Quand un peu d’unité nous ferait du bien…
23 AVRIL 2020
Rédigé par Emmanuel de Reynal et publié depuis Overblog

L’être humain n’est pas fait pour vivre confiné. Très vite, ça lui porte sur le système. Au début, il trouve ça sympa. Il dort un peu plus, se balade sur Facebook, regarde la télé, bouquine et attend l’heure de l’apéro. Il fait du sport, il écoute de la musique, il peint.

Mais au bout de quelques jours, il n’en peut plus. Facebook le grignote, Facebook occupe son temps. Tout son temps. Facebook prend le contrôle de son cerveau. De la partie qui stimule ses émotions. Celle que la raison évite. L’algorithme le renforce dans ses premières certitudes, célèbre son nombril, gonfle son égo.

En quelques jours, l’être humain ne doute plus. Il sait. Il devient un activiste de canapé. Il se nourrit de l’infernale boucle algorithmique qui stimule chaque heure un peu plus ses pulsions partisanes.

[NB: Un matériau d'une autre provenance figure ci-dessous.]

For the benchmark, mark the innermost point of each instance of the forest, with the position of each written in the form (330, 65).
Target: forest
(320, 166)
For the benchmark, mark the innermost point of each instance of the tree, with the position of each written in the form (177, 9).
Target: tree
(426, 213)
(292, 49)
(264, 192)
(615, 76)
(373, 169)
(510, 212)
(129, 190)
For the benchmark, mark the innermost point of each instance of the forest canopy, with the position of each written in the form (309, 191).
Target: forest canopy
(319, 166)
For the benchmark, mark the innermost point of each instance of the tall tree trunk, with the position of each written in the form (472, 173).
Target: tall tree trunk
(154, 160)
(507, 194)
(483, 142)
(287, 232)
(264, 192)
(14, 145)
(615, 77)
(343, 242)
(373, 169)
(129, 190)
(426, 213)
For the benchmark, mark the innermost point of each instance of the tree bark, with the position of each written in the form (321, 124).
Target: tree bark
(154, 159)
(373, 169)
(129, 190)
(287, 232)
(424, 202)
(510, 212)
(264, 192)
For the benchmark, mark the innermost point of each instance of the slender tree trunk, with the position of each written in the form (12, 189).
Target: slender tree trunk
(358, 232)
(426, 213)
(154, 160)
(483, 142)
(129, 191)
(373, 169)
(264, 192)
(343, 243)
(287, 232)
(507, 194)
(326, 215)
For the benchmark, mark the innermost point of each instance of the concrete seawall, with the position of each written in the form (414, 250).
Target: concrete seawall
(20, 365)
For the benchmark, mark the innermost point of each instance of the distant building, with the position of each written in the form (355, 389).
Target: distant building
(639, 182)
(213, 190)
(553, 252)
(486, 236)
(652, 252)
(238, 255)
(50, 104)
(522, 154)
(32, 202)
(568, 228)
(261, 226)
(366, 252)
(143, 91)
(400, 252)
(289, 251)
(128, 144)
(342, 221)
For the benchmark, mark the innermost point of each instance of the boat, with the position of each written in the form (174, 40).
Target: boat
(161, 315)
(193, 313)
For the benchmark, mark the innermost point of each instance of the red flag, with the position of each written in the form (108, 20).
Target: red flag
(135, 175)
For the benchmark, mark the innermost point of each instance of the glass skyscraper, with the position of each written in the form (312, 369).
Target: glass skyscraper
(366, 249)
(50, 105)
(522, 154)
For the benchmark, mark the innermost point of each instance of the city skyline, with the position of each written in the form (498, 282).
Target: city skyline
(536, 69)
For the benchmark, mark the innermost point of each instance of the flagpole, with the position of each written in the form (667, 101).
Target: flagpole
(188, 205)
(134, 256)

Il dérive dans les excès de la pensée, la peur panique, le complotisme et la paranoïa. Se prenant pour un résistant, l’être humain confiné résiste… à l’intelligence. C’est un procureur impitoyable qui trouve dans chaque actualité, fausse ou vraie, les raisons évidentes de condamner et d’allumer les buchers.

Il s’indigne contre le monde, heureux de son pouvoir de division : pour ou contre la chloroquine ? Où sont les masques de protection ? Pourquoi tarde-t-on à généraliser les tests de dépistage ? Doit-on géolocaliser les malades ? Macron est-il à la hauteur ? Pourquoi n’a-t-il rien anticipé ? Pourquoi prive-t-il les médecins de leur pouvoir de prescription ? Quelles forces obscures se cachent derrière le virus ? Est-il une création volontaire des chinois ? Chacune de ces questions déclenche des avalanches de procès… Les réseaux sociaux ne sont plus qu’un vaste tribunal à charge.

Ils masquent l’autre réalité, celle qui se passe dans les hôpitaux où là il n’y a pas de coupable. Là où il n’y a que des personnes engagées dans le combat, mobilisées, organisées. Des médecins, des internes, des étudiants, des professeurs, des infirmiers, des brancardiers, de réceptionnistes, des hommes et des femmes qui mettent tout leur cœur dans la bataille.

Alors que dehors, les confinés se déchirent, ici on travaille, on s’entraide, on protège. Ici on accueille l’amour qui vient de l’extérieur, les dessins d’enfants qui arrivent par la Poste, les viennoiseries chaudes que le boulanger du coin apporte chaque matin, les bons petits plats concoctés par les voisins, les pizzas chaudes, les boites de chocolat, les cookies, les jus de fruits qui sont là sans qu’on sache comment… Ici on remercie les entreprises solidaires, celles qui livrent des bidons de gel hydro-alcoolique, des cartons de masques, des blouses jetables, des gants… les propriétaires qui prêtent leur maison aux soignants pour qu’ils se reposent, les dirigeants qui se bâtent pour obtenir plus de matériels et qui poussent les industriels à produire encore. Ici on salue les acteurs publics qui se défoncent comme ils peuvent pour faire tenir le système, malgré le trop-plein de bureaucratie. Malgré… Ici on comprend qu’aucune décision n’est parfaite, qu’aucune solution n’est simple, que ce qui était vrai hier sera faux demain, que ce qui vaut ici ne vaut plus là. Ici on avance en doutant, en se méfiant des certitudes. Ici on sait les difficultés immenses qui submergent les équipes, mais on est fier de tenir son rôle. Ici on aimerait puiser dehors un peu plus d’optimisme, un peu plus d’élan collectif, un peu plus d’amour. Un peu moins d’angoisse.